GPT-5.4 mini and nano: the right model isn't the biggest, it's the one that fits your agent
OpenAI launched two new models today — and they are not for you to use directly in chat. They are for delegation. The era of agents has a new cost logic, and it changes how you will build with AI.

There's a question every dev working with AI starts to ask sooner or later: why am I paying for the most expensive model at every step?
You use GPT-5.4 to plan. To write code. To review. To search the codebase. To classify a file. To extract data from a document. All with the same model, all at the same cost, even when the task is trivial.
GPT-5.4 mini and nano arrived today to signal that this usage model is over. Or at least it should be.

What was launched
Metrics and signals that help summarize technical impact with immediate readability.
GPT-5.4
Flagship
Input Reference Ideal use Planning, coordination, final review
GPT-5.4 mini
New
Input $0.75/M tokens Output $4.50/M tokens Context 400k tokens Codex 30% of flagship quota
GPT-5.4 nano
New · Cheaper
Input $0.20/M tokens Output $1.25/M tokens Ideal use Classification, extraction, ranking
The nano is the cheapest model OpenAI has ever launched. $0.20 per million input tokens — for high-volume tasks where you need speed and scale, not deep reasoning.
But is mini good enough?
That's the question that matters. And the benchmarks have an interesting answer.
SWE-bench Pro — code tasks in real repositories:
- GPT-5.4: ~56%
- GPT-5.4 mini: 54.38% — only 2 points behind
- GPT-5.4 nano: ~28%
OSWorld-Verified — computer and interface usage:
- GPT-5.4: 75.03%
- GPT-5.4 mini: 72.13% — 3 points behind
- GPT-5.4 nano: 39.61%
The mini is 2 percentage points behind the flagship in code. In computer usage, 3 points. And it runs more than twice as fast.
This isn't "almost good". It's good enough for 80% of the tasks a coding agent needs to do.
The logic of sub-agents
What OpenAI is signaling goes beyond prices. It's an architectural change — and it's already happening in Codex, their agentic coding engine.
How Codex divides the work
- GPT-5.4 - Planning, coordination, architectural decisions, final review
- GPT-5.4 - mini Parallel sub-agents — codebase search, large file review, support document processing
- GPT-5.4 nano - High volume — classification, data extraction, ranking, light code support
The large model thinks. The smaller models execute. In parallel, in volume, without consuming flagship quota for tasks that don't need it.
It's the same logic as microservices applied to AI models: you don't use the most expensive server to serve a static file.

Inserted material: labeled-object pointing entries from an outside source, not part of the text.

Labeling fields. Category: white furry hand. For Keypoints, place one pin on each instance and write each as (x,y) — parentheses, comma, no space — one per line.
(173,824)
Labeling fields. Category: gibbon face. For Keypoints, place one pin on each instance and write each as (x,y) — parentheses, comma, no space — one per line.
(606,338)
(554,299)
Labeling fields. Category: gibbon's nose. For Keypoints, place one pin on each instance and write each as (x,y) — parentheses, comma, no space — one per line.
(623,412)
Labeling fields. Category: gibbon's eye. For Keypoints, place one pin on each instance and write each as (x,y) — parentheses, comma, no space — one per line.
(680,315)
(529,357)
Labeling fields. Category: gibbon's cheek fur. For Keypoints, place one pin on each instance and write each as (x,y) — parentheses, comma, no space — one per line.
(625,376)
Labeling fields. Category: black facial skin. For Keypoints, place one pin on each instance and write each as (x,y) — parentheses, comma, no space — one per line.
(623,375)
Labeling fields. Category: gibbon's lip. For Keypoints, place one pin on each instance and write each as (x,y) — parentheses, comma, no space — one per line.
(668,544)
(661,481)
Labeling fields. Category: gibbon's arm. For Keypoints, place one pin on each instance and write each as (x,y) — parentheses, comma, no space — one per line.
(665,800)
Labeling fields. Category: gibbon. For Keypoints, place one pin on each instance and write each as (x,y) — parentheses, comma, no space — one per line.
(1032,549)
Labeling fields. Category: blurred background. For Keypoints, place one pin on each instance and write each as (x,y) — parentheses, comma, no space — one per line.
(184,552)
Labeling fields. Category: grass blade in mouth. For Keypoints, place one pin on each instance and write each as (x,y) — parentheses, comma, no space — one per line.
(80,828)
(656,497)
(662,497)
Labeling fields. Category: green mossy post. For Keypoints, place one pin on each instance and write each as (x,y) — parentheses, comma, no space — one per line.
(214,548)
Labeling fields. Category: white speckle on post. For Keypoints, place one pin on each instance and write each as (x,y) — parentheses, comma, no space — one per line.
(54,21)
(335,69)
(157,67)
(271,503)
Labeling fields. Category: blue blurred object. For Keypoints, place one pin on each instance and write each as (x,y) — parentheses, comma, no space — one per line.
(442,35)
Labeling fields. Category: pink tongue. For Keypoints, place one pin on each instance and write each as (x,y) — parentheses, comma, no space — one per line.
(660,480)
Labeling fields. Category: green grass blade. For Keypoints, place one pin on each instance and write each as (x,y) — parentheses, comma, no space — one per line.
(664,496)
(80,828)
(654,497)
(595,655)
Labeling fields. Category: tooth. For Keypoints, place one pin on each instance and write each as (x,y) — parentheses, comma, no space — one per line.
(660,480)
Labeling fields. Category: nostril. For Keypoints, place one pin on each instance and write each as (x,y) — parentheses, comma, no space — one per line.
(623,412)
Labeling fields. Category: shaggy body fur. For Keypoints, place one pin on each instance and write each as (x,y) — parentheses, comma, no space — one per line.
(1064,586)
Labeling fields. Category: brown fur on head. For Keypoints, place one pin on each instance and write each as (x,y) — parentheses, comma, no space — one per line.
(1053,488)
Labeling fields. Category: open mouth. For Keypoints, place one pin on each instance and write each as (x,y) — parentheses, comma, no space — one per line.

You use the right one for each function.
What this changes for those building with AI
If you're building anything that calls AI models in multiple stages — whether it's a coding agent, an analytics pipeline, an automation with n8n or Langchain — this model architecture starts to make much more sense than using the flagship for everything.
Think of a simple pipeline: receive a document, extract structured data, classify by category, generate a summary, review. Each step has a different level of complexity. Using GPT-5.4 for all of them is like hiring a senior architect to do housekeeping.
The math in Codex is direct: mini consumes only 30% of the GPT-5.4 quota. For parallel tasks — ten sub-agents running simultaneously — this is the difference between scaling or not scaling financially.
The nano isn't for everything. With 39% in OSWorld-Verified, it loses a lot in tasks that require chained reasoning. It shines in volume and simplicity — classifying, extracting, ranking. If the task has nuance, go for the mini.
A quote that summarizes it well
OpenAI said something worth remembering:
"The best model is often not the biggest — it's the one that can respond quickly, use tools reliably, and still perform well on complex and specialized tasks."
This is a shift in mindset. For a long time, the race was for increasingly larger models. Now the conversation is shifting towards increasingly suitable models — for the right cost, at the right speed, for the right task.
Key Takeaways
- GPT-5.4 mini is 2-3 points behind the flagship in code and computer usage, running 2× faster.
- GPT-5.4 nano is OpenAI's cheapest model — $0.20/M tokens — for high-volume tasks.
- In Codex, mini consumes 30% of GPT-5.4's quota — real financial scaling in parallel pipelines.
- Using the right model for each task is no longer advanced optimization — it's basic architecture.